We need independence to move our society forward in Scotland, to match our Nordic neighbours, ditto our Celtic cousins in Ireland. They can set their own immigration policies; taxes, environmental laws, energy laws, methods of tackling societal inequality etc. Stuff all normal nations do, and mostly nations do different from each other, but do as deemed best for them, in each democracy. 

So, if we discount doing nothing bar shouting how unfair it all is, all the options open have surely to be considered. Firstly, we should not be in this position of discovering formally, after an election that the Section 30 option to transfer Referendum powers to Scotland is being rejected. This situation was predictable and predicted. 
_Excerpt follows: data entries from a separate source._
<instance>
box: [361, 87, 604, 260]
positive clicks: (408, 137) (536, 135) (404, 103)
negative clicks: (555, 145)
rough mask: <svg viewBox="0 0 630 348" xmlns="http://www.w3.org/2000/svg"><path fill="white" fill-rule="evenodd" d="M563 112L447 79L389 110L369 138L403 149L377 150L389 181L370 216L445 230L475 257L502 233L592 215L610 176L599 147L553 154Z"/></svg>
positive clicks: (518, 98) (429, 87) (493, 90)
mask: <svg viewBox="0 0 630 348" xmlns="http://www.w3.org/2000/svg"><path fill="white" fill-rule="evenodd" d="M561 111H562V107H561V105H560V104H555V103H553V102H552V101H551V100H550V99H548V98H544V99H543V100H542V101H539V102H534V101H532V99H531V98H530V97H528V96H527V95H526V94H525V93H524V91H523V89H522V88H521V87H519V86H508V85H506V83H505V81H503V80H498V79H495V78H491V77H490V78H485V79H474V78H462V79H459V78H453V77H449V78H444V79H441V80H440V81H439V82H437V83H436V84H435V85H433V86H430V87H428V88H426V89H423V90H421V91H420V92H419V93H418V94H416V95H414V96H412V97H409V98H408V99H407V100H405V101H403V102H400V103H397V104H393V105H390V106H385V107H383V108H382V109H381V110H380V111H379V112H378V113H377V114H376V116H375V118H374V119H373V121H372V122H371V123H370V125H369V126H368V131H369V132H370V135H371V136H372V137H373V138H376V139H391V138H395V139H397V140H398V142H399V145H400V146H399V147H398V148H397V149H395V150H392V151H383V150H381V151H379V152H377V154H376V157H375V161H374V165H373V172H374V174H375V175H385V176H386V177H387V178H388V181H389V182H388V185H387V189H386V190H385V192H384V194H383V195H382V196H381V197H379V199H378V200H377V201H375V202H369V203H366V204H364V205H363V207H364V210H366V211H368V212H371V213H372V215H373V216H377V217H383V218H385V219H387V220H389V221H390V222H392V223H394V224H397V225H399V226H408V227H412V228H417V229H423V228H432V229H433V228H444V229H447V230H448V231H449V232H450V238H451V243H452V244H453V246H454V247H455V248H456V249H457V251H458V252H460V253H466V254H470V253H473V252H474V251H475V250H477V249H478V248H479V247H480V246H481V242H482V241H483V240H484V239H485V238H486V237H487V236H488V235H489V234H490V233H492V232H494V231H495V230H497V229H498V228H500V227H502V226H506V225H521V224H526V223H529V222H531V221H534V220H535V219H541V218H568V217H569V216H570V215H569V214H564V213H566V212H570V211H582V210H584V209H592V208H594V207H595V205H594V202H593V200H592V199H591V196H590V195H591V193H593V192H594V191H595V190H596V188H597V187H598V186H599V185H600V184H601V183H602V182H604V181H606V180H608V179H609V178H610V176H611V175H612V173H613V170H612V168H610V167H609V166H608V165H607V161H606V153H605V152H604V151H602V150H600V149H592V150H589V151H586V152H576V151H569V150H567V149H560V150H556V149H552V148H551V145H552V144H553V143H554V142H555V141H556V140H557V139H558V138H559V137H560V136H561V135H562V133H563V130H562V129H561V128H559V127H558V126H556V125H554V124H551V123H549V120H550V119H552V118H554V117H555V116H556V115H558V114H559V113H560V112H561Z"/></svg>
We should have established the situation long before the December 2019 election and then tailored our manifesto accordingly. Indeed, I asked the question, in a letter of 16th November 2018 to then Prime Minister, Theresa May, on a Sec 30 order for a referendum following an alarming conversation I had with a Scottish Government Cabinet Secretary that Westminster would say “No” and seemed they had no back up plan in that eventuality. That assertion needed bottoming out, as fact and it was in a response 4 weeks later from Theresa May’s Government, on the now iconic of 12th December. That response however did not satisfy the Scottish Government who waited over a year to formally repeat the process and get the predicted predictable answer. In the meantime, no backup plan was put on a manifesto.

All avenues of the Consultative Referendum should be explored now, and the Scottish Government should be decisive and not dither as it did over the Section 30 request. That will be a hard sentence for many of my colleagues to read, but dither it was. Now the Scottish Government is dithering over establishing the legality of a Consultative Referendum and that is another hard fact to swallow. 
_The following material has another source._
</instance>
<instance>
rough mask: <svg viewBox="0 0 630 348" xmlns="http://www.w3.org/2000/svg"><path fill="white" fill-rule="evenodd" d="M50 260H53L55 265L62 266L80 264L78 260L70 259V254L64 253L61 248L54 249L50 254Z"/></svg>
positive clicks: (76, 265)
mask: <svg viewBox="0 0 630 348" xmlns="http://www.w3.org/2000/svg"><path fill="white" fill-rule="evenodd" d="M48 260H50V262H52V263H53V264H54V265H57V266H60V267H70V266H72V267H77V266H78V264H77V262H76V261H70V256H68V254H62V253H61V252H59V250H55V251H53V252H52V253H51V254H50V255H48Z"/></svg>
If all Referendum approaches are closed off, then we move away from (the Salmond inspired) Referendum approach that hold sway today and allow the Scottish people democratic expression at an election, either by majority of seats or votes. After all Boris Johnson has his mandate for any Brexit on 43% of the vote and 56% of the seats. The SNP in Scotland has 45% of the vote and 82% of the seats, on Westminster’s own rules! 
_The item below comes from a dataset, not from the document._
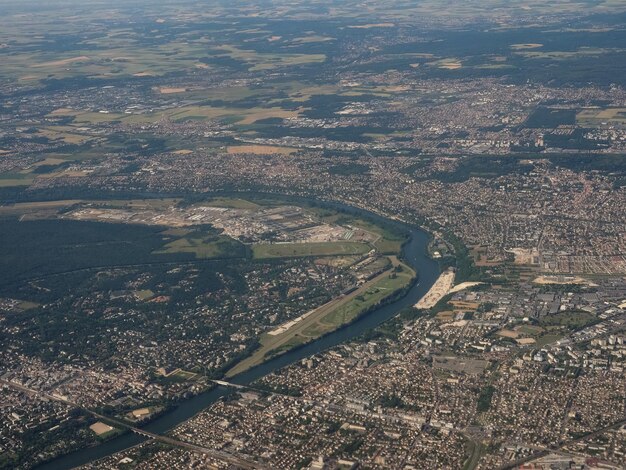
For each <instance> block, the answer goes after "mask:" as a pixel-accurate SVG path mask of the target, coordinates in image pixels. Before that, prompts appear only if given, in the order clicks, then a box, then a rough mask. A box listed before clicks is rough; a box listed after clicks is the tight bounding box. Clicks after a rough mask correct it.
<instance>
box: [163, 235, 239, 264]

Incidentally international recognition will follow recognition in Scotland by whatever means this is established. We should remember the words of the great Daniel O Connell “No one can say to a nation, this far and no further. “ 

Some say, “There are no short cuts to independence.” Events of 1989 disprove such vacillating rhetoric but the Scottish period of 1979 to 1997 proves there are some long hauls. Personally, at age 49, waiting 18 years until I am 67 to improve Scotland is not a long haul I am ready for. In politics we are in it to win it, not to “hedge our bets” for decades. Scotland needs to win. 

 

Angus MacNeil is Scottish National Party MP for Na h-Eileanan an Iar.